The people who first defined the terms used in programming languages were largely academics, and so probably had a more positive and familiar association with the word "library" than you seem to. I would suggest the association such folk would have with library, rather than "a big ugly building full of books" might be something like "a collection of works which allows us to gain from the knowledge and wisdom of others, and use it to progress yet further". But that's just the romantic in me...
For me it seems like an obvious analogy: a library refers as much to the collection as it does to the building itself.
For example:
Cambridge:
a collection or set of books or other things, all produced in the same style or about the same subject:
Dictionary.com:
a collection of manuscripts, publications, and other materials for reading, viewing, listening, study, or reference.
Merriam Webster:
a : place in which literary, musical, artistic, or reference materials (as books, manuscripts, recordings, or films) are kept for use but not for sale
b : a collection of such materials
For this reason the use of library in the context of a music library on an mp3 player has never scanned as odd to me either.
So what is a library in computing?
According to wikipedia, a library is a collection of configuration data, documentation, help data, message templates, pre-written code and subroutines, classes, values or type specifications. That seems like a good definition to me.
Generally the pre-written code and classes are the most important parts of that, and classes essentially boil down to pre-written code containing class definitions. What happens when I use a library in my code? The compiler/interpreter reads your code, and where you include a function from the library, it references the text of that function and executes it in your code.
Since this isn't stackoverflow, I'll use a simple pseudo-code example
-----------------------------------
##include Arithmetic_library
x = 2
y = 4
z = AVERAGE( x , y )
PRINT z
-----------------------------------
Output=3
This AVERAGE function refers to a library, which contains a function as follows:
FUNCTION AVERAGE(arguments)
total = SUM(arguments)
count = COUNT(arguments)
answer = total / count
return answer
So what does the interpreter do upon reading my code? It reads from the library. I would argue a library is a better analogy than the alternatives you provided for that reason: a library contains materials (whether books or films or audio etc.) to be referenced, and the information inside them used constructively and creatively.

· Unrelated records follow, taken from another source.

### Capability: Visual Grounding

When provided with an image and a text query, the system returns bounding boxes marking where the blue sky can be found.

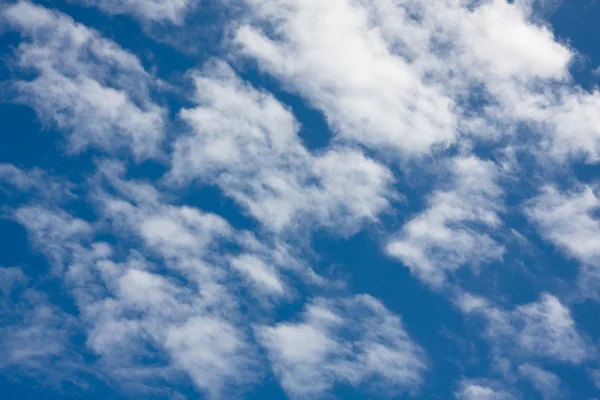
[1,0,600,399]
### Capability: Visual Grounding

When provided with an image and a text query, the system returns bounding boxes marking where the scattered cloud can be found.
[457,292,589,365]
[526,185,600,297]
[171,61,394,234]
[73,0,198,24]
[2,0,600,399]
[0,283,92,390]
[257,295,426,398]
[455,380,516,400]
[0,266,27,296]
[1,1,165,160]
[386,156,504,286]
[518,363,562,399]
[234,0,457,155]
[0,164,72,202]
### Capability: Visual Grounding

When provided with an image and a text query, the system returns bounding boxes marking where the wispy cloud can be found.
[2,0,600,399]
[457,292,589,365]
[2,1,165,161]
[257,295,426,398]
[455,379,516,400]
[171,61,394,234]
[386,156,504,287]
[518,363,562,399]
[526,184,600,297]
[73,0,198,24]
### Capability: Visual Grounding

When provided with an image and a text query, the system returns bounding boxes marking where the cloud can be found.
[14,205,93,274]
[526,185,600,297]
[0,282,92,390]
[257,294,426,398]
[171,61,394,234]
[455,380,516,400]
[386,156,504,287]
[95,161,313,295]
[518,364,562,399]
[14,199,260,397]
[2,1,165,161]
[11,164,326,396]
[0,266,27,296]
[234,0,457,155]
[233,0,600,162]
[589,368,600,390]
[73,0,198,24]
[457,292,588,365]
[230,253,285,295]
[0,164,72,202]
[3,1,600,399]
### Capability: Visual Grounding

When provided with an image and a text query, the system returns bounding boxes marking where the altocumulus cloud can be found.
[1,0,600,399]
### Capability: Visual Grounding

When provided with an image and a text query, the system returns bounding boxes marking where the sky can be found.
[1,0,600,399]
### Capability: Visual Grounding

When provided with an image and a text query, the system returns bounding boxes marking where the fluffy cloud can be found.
[11,163,324,396]
[457,292,588,365]
[0,164,71,201]
[257,294,426,398]
[1,1,165,160]
[13,200,259,397]
[234,0,457,155]
[0,267,27,296]
[14,205,93,274]
[386,156,504,286]
[518,364,561,399]
[234,0,600,161]
[455,380,516,400]
[74,0,197,23]
[526,185,600,296]
[3,0,600,399]
[0,281,91,389]
[171,61,394,233]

That is exactly what a library is in coding.
As to your proposed alternatives? A warehouse is a collection of things for storage. A factory is something that produces a limited number of well defined things (more like a subroutine if you want a coding analogy). A helper, assistant or supporter don't fit either, they imply an intelligent entity which offers you advice, a library doesn't do this, in fact it doesn't do anything, it merely is, and allows you to reference or use its materials as you please.
Another analogy that might work for instead of "library" is perhaps a "toolbox", and indeed many programming manuals informally refer to libraries as such. As to why library has taken off as the accepted term? The fact that a computing library is, at the end of the day, a large collection of useful written text rather than of physical objects, lending itself to the use of the term "library" rather nicely.